En busca de la brújula perdida
Desafortunadamente, son muchos los pretendidos o supuestos analistas que han perdido ese norte fundamental y devenido lisa y llanamente en propagandistas y operadores políticos. Así vemos, por ejemplo, al historiador Ilan Pappé machacando una y otra vez con su relato unidimensional donde sólo hay espacio para el sufrimiento palestino y sólo banquillos para sentar a reos israelíes. Sucumbiendo al polo de la militancia, Pappé ha sufrido el desenlace esperable: ser el sumo pontífice intelectual del bando palestino y sus aliados de la extrema izquierda, que no pierden oportunidad de citar sus trabajos furibundamente antisionistas como si fuesen un texto sagrado, un nuevo Corán o un nuevo Manifiesto del Partido Comunista. Lo mismo sucede en el campo del sionismo, otro campo plagado de “analistas” deseosos de satisfacer a la platea judía dominante de Israel y la diáspora, con sus dedos apuntando siempre al adversario: al terrorismo y a la intransigencia palestina como únicas variables explicativas de más de cien años de conflicto. Es el campo de la hasbará (sea oficial o extra-oficial, remunerada o voluntaria), un campo cuyos argumentos, para ser sinceros, sólo resultan convincentes para quienes ya estaban convencidos y no quieren dejar de estarlo.

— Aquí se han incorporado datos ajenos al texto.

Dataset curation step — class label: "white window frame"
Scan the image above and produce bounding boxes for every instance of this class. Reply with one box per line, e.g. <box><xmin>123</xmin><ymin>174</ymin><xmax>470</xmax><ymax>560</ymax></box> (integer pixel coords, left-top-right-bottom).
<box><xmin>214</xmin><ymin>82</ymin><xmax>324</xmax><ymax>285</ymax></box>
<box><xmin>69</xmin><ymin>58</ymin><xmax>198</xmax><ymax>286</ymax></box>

Abogar por la necesidad de investigaciones y análisis que persigan la ecuanimidad y la rigurosidad no equivale a proponer un enfoque simétrico que atribuya idénticas responsabilidades e idénticos poderíos. Ecuanimidad no es sinónimo de equidistancia. Donald Trump quiso asumir una posición equidistante entre las responsabilidades de los supremacistas y sus detractores en los incidentes de Charlottesville y, lejos de resultar ecuánime, resultó patético cual nos tiene acostumbrados. La apuesta no consiste en el ofrecimiento de una cuidadosa simetría o de una engañosa balanza donde los crímenes de uno se equiparen milimétricamente con los del otro para así eximir culpables y hacer borrón y cuenta nueva. De lo que se trata, en cambio, es de asumir una actitud distintiva, diametralmente opuesta a la de los militantes y operadores de ocasión. Se trata de combatir el afán hemipléjico, el sesgo deliberado, el deseo siempre latente de llegar a relatos que sean meros reproductores de nuestras propias y previas ideologías. En ese combate (que en buena parte es también un constante combate contra uno mismo), hay que estar dispuesto a sacrificar la búsqueda del extendido aplauso y a correr el doloroso riesgo de convertirse en un paria, en un sospechoso, en un hereje. Hannah Ardent, por ejemplo, supo correr ese riesgo al escribir Eichmann en Jerusalén. Ahora que lo pienso, esa debe ser la razón principal por la que sigo enamorado de ella.
* Magister en Sociología, Universidad de California, Los Angeles. Consultor Independiente. Especialista en Identidades y Conflictos Étnico-Raciales. Uruguayo.